But despite getting a 5% boost in its shares on Monday’s pre-market trading, the California-based carmaker hasn’t won the approval of its critics who are still skeptical of the company’s performance in the future.

One stock analyst firm has lowered the rating of Tesla’s stock, predicting that the company won’t be able to sustain its new model 3 production levels in the short run. Will Musk prove his critics wrong yet again?

Tesla recently achieved its production target of 5,000 Model 3 cars per week, increasing its chances of profitability in the third quarter

Meeting Production Target

When Elon Musk promised to bump up Model 3’s production rate by the end of the second quarter to 5,000 cars per week, many thought that it would be yet another claim made by Tesla’s CEO gone unfulfilled.

But, like promised, in the final week of this year’s second quarter, the company announced that it had finally achieved an output of 5,031 Model 3s, a number much higher than Tesla’s threshold for achieving profitability.

In order to meet its tough production targets, the company had to rely on a makeshift production line set up on a tent outside Gigafactory’s parking lot, and the CEO admitted that he often had to get his hands dirty torqueing the bolts himself and sleeping on the factory floor to fulfill his promise.

But critics still aren’t happy with the carmaker’s performance, and in order to disprove its doubters, Tesla will need to keep up its manufacturing levels throughout the third and fourth quarter.

On July 1, 47-year-old Musk sent out an email to congratulate his staff on meeting the production goal in the final week of the second quarter, a critical feat that could speed up the serial entrepreneur’s mission to disrupt the gas-powered auto industry while making the company financially sustainable.

Fund manager for T. Rowe Price, Joe Faith, is optimistic about Tesla’s future due to the dramatic production ramp-up which has increased the flow of electric cars to the sales centers, setting the company up for profitability in the third quarter.

Where is the Profit?

In 15 years since its inception, Tesla hasn’t been able to earn profit and it has to turn to Wall Street year after year to fund its expensive operations. Experts have expressed their concern over the rates at which Tesla is burning through billions of dollars of investors’ money without having a single year of profitability to show to them.

Now that is has achieved desirable production levels for the first time in 15 years, Tesla will have to sustain these rates in the future in order to justify its market capitalization which is currently higher than General Motors Co. After ending its second quarter with a bang, Tesla’s shared soared by 6.4 per cent in Monday’s pre-market trading, but some analysts’ skepticism shrunk their value by 3.2 per cent by 12:25 p.m. the same day.

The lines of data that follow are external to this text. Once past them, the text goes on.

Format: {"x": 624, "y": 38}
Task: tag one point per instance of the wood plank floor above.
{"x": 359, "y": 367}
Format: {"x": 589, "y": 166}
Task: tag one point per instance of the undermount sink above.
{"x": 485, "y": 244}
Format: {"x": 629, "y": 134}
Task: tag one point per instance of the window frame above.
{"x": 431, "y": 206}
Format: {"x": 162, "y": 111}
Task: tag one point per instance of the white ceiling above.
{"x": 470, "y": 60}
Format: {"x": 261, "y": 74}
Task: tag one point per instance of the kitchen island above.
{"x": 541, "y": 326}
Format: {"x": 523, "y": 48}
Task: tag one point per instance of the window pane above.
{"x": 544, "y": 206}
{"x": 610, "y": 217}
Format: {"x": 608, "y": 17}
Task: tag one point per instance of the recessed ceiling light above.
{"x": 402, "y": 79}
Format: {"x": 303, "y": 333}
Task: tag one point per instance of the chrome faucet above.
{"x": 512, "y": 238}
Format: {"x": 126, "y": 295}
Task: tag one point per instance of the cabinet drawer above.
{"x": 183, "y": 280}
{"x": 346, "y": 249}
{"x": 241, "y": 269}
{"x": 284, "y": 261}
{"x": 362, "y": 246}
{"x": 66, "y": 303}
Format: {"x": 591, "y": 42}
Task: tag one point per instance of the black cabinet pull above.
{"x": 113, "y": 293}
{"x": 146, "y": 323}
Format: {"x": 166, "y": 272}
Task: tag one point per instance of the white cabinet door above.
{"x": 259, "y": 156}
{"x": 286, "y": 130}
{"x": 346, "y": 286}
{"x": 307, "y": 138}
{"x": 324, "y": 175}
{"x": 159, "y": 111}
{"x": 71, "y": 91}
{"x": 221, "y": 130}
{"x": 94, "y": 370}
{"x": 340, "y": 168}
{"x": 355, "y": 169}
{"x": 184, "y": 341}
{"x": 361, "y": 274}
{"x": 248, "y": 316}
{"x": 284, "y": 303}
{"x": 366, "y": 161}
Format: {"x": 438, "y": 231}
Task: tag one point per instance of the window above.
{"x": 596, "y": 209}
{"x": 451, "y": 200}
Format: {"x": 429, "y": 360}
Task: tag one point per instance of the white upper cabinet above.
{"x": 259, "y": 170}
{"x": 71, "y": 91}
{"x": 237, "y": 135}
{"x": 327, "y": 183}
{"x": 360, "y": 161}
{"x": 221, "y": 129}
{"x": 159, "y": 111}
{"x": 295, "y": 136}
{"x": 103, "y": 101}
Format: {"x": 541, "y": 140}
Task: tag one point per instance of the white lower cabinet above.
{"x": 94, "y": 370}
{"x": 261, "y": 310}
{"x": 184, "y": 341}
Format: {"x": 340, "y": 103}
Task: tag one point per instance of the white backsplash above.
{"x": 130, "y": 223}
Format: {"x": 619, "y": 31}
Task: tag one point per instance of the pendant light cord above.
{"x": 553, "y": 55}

CFRA Research, an independent investment research firm, cut its rating on Tesla’s stock after predicting that the company will not be able to maintain its production levels in the short term, hence reducing its chances of profitability in the third quarter. Joe Spak, an analyst at RBC Capital Markets who is selling Tesla stock at the equivalent of a hold, also agrees that he won’t rush into pricing the shares high before seeing the company’s quarterly results.

Tesla’s CEO. Elon Musk, has promised to increase production capacity to 6,000 cars by August, 2018

Mistakes and More Promises

While some analysts are skeptical that Tesla’s 5,000-cars-per-week production level is unsustainable in the short-running, Musk has already announced his plans to bump up the production even further by the end of August to manufacture 6,000 Model 3 cars per week.

The company has taken several missteps over the past years which created hurdles in its way to profitability. In a haste to get more Model 3 cars off the production line, it ignored the auto industry norm of creating pre-production prototypes to reduce the chances of mechanical flaws before shipping the vehicles to the sale centers.

The electric carmaker also invested heavily in automated machines on the assembly line thinking that robots could do the job much more efficiently than humans. Musk later admitted that using heavy automation didn’t bring the desired results and Tesla eventually had to retract some of its technology.